Todos sabem amar, pois já nasceram com este dom. Algumas pessoas já o praticam
naturalmente bem, mas a maioria tem que aprender de novo, relembrar como se ama, e todos - sem exceção - precisam queimar na fogueira de suas emoções passadas, reviver algumas alegrias e dores, quedas e recuperação, até conseguir enxergar o fio condutor que existe por trás de cada novo encontro; sim, existe um fio. E então, os corpos aprendem a falar a linguagem da alma, isso se chama sexo, é isso que eu posso dar ao homem que me devolveu a alma, embora ele desconheça totalmente sua importância na minha vida. Isso foi o que ele me pediu, e isso ele terá; quero que seja muito feliz.
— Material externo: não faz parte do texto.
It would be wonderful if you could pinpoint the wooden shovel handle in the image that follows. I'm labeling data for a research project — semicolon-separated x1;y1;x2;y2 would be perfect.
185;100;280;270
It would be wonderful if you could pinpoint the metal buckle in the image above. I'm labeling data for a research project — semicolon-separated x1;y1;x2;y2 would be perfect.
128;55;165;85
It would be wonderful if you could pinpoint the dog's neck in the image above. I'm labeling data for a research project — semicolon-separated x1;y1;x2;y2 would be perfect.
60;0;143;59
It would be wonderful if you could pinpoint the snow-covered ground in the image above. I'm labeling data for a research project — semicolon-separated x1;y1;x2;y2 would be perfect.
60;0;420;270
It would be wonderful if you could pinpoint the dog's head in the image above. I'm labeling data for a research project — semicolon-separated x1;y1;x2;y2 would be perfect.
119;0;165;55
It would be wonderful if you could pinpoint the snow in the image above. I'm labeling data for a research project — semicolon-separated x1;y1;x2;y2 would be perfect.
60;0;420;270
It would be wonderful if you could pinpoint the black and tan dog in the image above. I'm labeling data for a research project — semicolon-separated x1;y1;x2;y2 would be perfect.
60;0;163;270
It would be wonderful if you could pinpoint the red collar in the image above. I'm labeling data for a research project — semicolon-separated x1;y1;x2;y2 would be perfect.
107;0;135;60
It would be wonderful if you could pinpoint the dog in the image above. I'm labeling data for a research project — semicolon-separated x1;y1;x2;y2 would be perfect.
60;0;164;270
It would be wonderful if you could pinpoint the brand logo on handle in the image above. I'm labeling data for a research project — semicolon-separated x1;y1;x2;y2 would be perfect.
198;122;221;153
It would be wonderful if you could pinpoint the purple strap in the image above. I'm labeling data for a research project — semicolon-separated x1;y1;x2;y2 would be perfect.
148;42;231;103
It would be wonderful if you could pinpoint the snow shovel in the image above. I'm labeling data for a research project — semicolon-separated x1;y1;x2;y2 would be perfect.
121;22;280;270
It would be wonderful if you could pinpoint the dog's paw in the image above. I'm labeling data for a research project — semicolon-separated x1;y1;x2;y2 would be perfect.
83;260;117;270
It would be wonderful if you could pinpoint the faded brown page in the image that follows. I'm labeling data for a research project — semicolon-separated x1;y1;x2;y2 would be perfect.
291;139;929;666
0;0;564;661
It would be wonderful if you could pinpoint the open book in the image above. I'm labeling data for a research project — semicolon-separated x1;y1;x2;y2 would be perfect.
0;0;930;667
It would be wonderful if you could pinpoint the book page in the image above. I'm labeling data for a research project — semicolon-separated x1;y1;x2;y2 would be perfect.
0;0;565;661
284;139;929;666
A vida é às vezes muito avara: a pessoa passa dias, semanas, meses e anos sem sentir nada de novo. Entretanto, uma vez que abre uma porta - e esse foi o caso de Maria com Ralf Hart -, uma verdadeira avalanche entra pelo espaço aberto. Em um momento você não tem nada, no momento seguinte tem mais do que consegue aceitar. Duas horas depois de ter escrito em seu diário, quando chegou ao trabalho, foi procurada por Milan, o dono:
- Então, você saiu com o tal pintor.